The three cases relied upon by appellant are clearly distinguishable upon their facts. In Finkle v. Tait, 55 Cal. App. 425 [203 P. 1031], the street was wet, it was very dark, the plaintiff was carrying a box on his shoulder which obstructed his vision, the defendant was traveling at a slow rate of speed, and the accident did not happen at an intersection. The distinction seems manifest. In Horton v. Stoll, [55 Cal. App. 2d 387] 3 Cal. App. 2d 687 [40 P.2d 603] the court said: "It was plaintiff's further duty from the position she was in upon the highway to yield to defendant the right of way (California Veh. Act, § 131 1/2c)." Here the contrary was true. In Flores v. Los Angeles Railway Corp., 15 Cal. App. 2d 576 [59 P.2d 856], the plaintiff stepped off the curb contrary to the direction of a police officer and without looking in either direction walked into the side of a street-car which had started to cross the intersection before the signals had changed to indicate that traffic should proceed in the other direction. That the Flores case must be confined to its particular facts is clear from the opinion in Young v. Tassop, 47 Cal. App. 2d 557 [118 P.2d 371], wherein it is distinguished.

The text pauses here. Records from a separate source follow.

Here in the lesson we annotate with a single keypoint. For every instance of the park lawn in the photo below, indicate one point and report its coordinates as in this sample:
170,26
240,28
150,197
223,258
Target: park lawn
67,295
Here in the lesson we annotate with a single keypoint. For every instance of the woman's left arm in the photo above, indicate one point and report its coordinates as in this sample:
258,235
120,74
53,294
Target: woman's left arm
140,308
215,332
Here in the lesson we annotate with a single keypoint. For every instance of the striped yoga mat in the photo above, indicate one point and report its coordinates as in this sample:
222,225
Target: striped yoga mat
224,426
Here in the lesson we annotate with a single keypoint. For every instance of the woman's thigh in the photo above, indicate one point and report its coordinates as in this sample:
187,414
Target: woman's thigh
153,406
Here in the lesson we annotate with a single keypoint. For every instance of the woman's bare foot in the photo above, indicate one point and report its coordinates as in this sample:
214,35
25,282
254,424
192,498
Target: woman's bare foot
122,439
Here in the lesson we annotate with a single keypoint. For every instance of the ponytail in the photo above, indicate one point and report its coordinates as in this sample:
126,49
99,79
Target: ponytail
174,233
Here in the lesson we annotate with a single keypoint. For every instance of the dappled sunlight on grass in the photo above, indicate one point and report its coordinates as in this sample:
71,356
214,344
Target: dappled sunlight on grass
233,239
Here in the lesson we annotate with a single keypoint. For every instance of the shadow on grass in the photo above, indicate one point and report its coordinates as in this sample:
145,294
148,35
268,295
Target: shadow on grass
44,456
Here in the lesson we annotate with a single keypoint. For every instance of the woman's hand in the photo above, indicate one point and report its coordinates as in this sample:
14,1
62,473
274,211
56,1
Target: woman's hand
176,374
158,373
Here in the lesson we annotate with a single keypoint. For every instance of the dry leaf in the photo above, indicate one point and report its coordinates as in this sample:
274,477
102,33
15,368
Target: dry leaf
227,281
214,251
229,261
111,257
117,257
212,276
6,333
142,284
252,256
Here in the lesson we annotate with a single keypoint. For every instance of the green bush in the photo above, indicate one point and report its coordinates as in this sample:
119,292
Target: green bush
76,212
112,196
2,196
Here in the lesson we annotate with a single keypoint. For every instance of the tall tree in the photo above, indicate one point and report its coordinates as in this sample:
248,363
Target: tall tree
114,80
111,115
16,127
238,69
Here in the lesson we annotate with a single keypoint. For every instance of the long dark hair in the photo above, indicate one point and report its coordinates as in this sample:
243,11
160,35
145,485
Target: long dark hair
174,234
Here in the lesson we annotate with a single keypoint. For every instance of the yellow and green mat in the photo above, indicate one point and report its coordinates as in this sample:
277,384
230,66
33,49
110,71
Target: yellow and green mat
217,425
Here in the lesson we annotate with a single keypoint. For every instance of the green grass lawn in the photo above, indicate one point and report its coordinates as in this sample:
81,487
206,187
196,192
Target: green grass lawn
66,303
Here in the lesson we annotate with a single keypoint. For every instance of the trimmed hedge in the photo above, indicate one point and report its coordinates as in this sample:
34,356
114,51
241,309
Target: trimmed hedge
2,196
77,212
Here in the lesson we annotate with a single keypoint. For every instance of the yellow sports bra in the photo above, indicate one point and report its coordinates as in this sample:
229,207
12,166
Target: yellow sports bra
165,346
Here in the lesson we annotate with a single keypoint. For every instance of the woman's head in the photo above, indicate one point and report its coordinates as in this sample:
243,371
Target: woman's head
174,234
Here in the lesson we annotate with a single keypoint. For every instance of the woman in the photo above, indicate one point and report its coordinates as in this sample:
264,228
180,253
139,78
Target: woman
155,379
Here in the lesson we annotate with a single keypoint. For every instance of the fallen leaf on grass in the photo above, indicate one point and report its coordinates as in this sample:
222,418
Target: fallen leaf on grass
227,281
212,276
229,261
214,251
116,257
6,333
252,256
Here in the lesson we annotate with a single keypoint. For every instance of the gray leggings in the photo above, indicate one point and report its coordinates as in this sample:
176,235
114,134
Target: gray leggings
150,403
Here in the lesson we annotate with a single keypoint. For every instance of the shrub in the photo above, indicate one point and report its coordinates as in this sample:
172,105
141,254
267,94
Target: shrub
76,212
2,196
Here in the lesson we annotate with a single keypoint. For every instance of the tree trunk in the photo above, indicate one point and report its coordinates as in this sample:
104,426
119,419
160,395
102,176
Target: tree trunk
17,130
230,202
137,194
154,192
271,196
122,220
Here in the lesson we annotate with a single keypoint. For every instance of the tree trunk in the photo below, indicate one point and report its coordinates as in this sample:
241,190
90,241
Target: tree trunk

[2] At the oral argument appellants argued that when plaintiff did observe the car about 70 to 75 feet away he could have avoided the accident by merely taking a step backwards and that it was contributory negligence for him not to have done so. This argument is fallacious for at least three reasons: first, it was not yet apparent that the car could not be stopped before reaching the pedestrian zone, and we certainly cannot say as a matter of law that plaintiff was not entitled to presume that it would be; second, in view of the fact that the point of impact was the right front light, or under appellants' theory the right front fender, the trial court might very properly have concluded that had the car been proceeding at a lawful rate plaintiff would have been clear of its path before it reached the intersection; and third, appellants' car was zigzagging so that the lower court could have concluded that this erratic conduct confused plaintiff and that it was this confusion which caused him to step forward and backward not knowing immediately the safest course to pursue.

This case presents nothing more than the ordinary case of a conflict in the evidence. As we are compelled to reiterate with tiring regularity we cannot disturb a finding based upon such a conflict where there is substantial competent evidence to support it.

The judgment is affirmed.

Sturtevant, J., and Spence, J., concurred.